Data Quality in the Age of Big Data
Traditional data quality best practices and tool functions still apply to big data, but success depends on making the right adjustments and optimizations.
Whether data is big or small, old or new, traditional or modern, on premises or in the cloud, the need for data quality doesn’t change. Data professionals under pressure to get business value from big data and other new data assets can leverage existing skills, teams, and tools to ensure quality for big data. Even so, just because you can leverage existing techniques doesn’t mean that’s all you should do. We must adapt existing techniques to the requirements of the current times.
Data professionals must protect the quality of traditional enterprise data as they adjust, optimize, and extend data quality and related data management best practices to fit the business and technical requirements of big data and similar modern data sets. Unless an organization does both, it may fail to deliver the kind of trusted analytics, operational reporting, self-service functionality, business monitoring, and governance that are expected of all data assets.
Adjustments and Optimizations Make Data Quality Tasks Relevant to Big Data
The good news is that organizations can apply current data quality and other data management competencies to big data. The slightly bad news is that organizations need to understand and make certain adjustments and optimizations. Luckily, familiar data quality tasks and tool functions are highly relevant to big data and other valuable new data assets — from Web applications, social media, the digital supply chain, SaaS apps, and the Internet of Things — as seen in the following examples.
Standardization. A wide range of users expect to explore and work with big data, often in a self-service fashion that depends on SQL-based tools. Data quality’s standardization makes big data more conducive to ad hoc browsing, visualizing, and querying.
Deduplication. Big data platforms invariably end up with the same data loaded multiple times. This skews analytics outcomes, makes metric calculations inaccurate, and wreaks havoc with operational processes. Data quality’s multiple approaches to matching and deduplication can remediate data redundancy.
Matching. Links between data sets can be hard to spot, especially when the data comes from a variety of source systems, both traditional and modern. Data quality’s data matching capabilities help validate diverse data and identify dependencies among data sets.
Profiling and monitoring. Many big data sources — such as e-commerce, Web applications, and the Internet of Things (IoT) — lack consistent standards and evolve their schema unpredictably without notification. Whether profiling big data in development or monitoring it in production, a data quality solution can reveal new schema and anomalies as they emerge. Data quality’s business rule engines and new smart algorithms can remediate these automatically at scale.
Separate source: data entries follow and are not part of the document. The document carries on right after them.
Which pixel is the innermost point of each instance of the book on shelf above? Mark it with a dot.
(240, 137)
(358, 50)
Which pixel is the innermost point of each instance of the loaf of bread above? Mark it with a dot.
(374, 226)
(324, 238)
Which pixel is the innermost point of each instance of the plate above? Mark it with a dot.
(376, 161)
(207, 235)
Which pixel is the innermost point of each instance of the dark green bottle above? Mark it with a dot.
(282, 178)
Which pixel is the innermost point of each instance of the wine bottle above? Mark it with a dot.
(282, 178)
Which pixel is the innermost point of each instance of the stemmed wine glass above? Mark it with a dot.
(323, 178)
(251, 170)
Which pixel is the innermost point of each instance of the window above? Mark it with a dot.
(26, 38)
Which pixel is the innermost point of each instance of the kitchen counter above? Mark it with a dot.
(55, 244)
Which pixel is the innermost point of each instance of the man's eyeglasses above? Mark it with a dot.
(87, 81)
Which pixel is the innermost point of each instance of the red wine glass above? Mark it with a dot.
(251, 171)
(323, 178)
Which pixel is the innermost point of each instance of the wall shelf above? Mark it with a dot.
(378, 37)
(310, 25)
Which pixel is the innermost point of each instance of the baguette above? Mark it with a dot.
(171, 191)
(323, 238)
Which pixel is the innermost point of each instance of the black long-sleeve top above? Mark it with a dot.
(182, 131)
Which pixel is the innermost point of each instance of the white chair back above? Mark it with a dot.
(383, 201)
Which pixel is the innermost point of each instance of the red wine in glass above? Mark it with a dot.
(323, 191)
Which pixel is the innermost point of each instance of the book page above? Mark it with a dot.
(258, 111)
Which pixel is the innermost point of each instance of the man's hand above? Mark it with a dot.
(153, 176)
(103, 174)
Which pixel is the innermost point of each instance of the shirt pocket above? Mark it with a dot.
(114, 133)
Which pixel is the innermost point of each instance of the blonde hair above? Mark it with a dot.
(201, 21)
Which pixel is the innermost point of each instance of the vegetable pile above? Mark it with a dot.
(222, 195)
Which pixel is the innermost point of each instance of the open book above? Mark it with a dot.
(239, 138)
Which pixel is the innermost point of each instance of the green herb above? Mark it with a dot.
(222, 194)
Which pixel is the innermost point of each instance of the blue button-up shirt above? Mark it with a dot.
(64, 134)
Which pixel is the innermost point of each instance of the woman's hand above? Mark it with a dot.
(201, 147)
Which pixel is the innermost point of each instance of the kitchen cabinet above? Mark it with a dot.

Customer data. As if maintaining the quality of traditional enterprise data about customers isn’t challenging enough, many organizations are now capturing customer data from smartphone apps, website visits, third-party data providers, social media, and a growing list of customer channels and touchpoints. For these organizations, customer data is the new big data. All mature data quality tools have functions designed for the customer domain. Most of these tools have been updated recently to support big data platforms and clouds to leverage their speed and scale.